1) Intel PentiumŪ III processor at 733MHz w/256 KB full speed L2 cache integrated on processor

2) 133 MHz front side bus
3) 9.1 GB Ultra3 SCSI hard drive (10,000 rpm)
4) 128 MB ECC RDRAM expandable to 512 MB
5) Matrox Millennium G400 DualHead graphics controller supports 2 monitors
6) Toshiba CD-RW/DVD Drive 4x4x24x CD-RW 4.8x DVD
7) 56K Modem

1. Processor description: Computer ads generally describe the processor in four parts.
1.1 Maker or type, for example Intel Pentium. Intel's most popular processors are the Pentium and Celeron processors.
1.2 Next will follow a number stating what generation processor. When manufacturers make major changes in the processor design they create a new generation of chips. For example Intel Pentium III processors are third generation Pentium's.
1.3 Next should follow the processor speed measured in Mghz or gigahertz. Simply stated, this only states how fast the processor can make calculations. There are several other factors that make up the processors total performance.
1.4 Finally will be a description of the processor cache. This sample ad states this processor has a second level cache built on the chip which operates at the same speed of the processor holding up to 256KB. Processors with an L2 cache can store additional instructions directly on the chip resulting in increased performance. The larger the cache the faster it can process data. Older processors sometimes had a second level cache off the chip. An integrated cache results in increased performance. This sample ad also states the L2 cache data can be accessed at the processors full speed, not previous half speeds. Note: A L1 or level one cache is not the same as an L2. For example most Intel Celeron processors have only a level one cache resulting in slower performance with today's powerful applications.

2. FSB or front side bus speed: A year ago you were not likely to see the FSB speed included in an ad, meaning it was the standard 66Mghz. Here we see a 133Mghz FSB, a great improvement with much more to come. Expect to see fierce competition and changes in this technology this year. New FSB speeds will have a dramatic impact on system performance.

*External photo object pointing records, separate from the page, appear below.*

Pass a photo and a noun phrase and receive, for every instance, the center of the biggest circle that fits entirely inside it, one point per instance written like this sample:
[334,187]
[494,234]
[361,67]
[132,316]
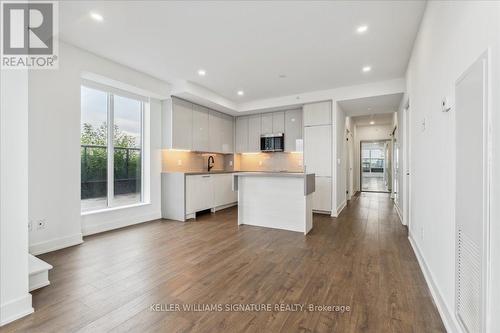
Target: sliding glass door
[111,149]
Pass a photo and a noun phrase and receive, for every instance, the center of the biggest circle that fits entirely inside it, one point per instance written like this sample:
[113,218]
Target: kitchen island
[275,200]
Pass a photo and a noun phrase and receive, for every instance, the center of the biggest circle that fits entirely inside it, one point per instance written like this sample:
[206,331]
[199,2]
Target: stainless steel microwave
[272,142]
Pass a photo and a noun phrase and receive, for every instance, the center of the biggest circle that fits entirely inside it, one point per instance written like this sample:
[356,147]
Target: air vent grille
[468,283]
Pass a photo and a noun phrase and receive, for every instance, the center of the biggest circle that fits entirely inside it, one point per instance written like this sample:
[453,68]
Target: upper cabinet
[220,132]
[241,134]
[293,130]
[200,128]
[190,126]
[316,114]
[250,128]
[254,132]
[278,122]
[266,123]
[177,129]
[272,123]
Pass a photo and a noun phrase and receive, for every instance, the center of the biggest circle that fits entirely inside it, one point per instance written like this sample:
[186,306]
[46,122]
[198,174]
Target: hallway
[362,260]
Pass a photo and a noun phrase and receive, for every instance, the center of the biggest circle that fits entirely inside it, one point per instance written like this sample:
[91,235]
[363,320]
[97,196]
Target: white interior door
[471,197]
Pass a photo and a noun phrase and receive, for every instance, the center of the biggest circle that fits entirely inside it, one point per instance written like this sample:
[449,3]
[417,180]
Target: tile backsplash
[186,161]
[270,162]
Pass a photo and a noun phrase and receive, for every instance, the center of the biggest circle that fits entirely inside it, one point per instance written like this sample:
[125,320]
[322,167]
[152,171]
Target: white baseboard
[447,315]
[339,209]
[215,209]
[398,210]
[15,309]
[118,223]
[55,244]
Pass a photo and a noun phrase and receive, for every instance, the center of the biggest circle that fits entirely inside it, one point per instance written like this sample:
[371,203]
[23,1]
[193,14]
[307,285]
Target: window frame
[110,145]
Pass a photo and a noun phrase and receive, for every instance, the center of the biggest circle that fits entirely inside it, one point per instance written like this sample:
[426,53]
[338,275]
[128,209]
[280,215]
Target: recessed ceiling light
[362,29]
[96,16]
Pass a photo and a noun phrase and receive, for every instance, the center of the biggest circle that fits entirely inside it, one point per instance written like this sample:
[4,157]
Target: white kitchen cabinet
[322,197]
[254,130]
[223,190]
[200,128]
[266,122]
[227,134]
[199,193]
[177,124]
[293,129]
[241,134]
[215,126]
[318,114]
[278,122]
[318,150]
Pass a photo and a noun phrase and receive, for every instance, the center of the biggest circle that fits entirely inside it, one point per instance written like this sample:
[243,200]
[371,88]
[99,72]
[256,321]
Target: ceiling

3. The hard drive: This ad describes the size, type, and hard drive RPM.
3.1 9.1/GB states the size.
3.2 Next you will see it is a Wide Ultra3 SCSI type drive. SCSI devices outperform UDMA/33, UDMA/66 (ATA/66), and any other standard type device. Some ATA/66 are comparable to some SCSI devices. Typically SCSI will cost substantially more but can deliver an outstanding performance.
3.3 Lastly you will notice this is a 10,000/RPM hard drive. Higher RPM results in a quicker response, which is greatly appreciated when booting. Hard drive speed will have a dramatic impact on the total performance of the system.

4. Random Access Memory or RAM: The amount and type of RAM a system has will have a dramatic effect on performance. If you do not have enough RAM the slower moving hard drive will handle the overflow, I recommend at least 128/MB of RAM. Below is a very short, brief timeline and description of some recent types of RAM.

RAM Type Description
4.1 SDRAM (66Mghz bus)
4.2 SDRAM PC100 (Requires a 100Mghz bus, substantial increase in overall system performance)
4.3 RDRAM (New and revolutionary technology, performs up to 3 times better than PC100 SDRAM)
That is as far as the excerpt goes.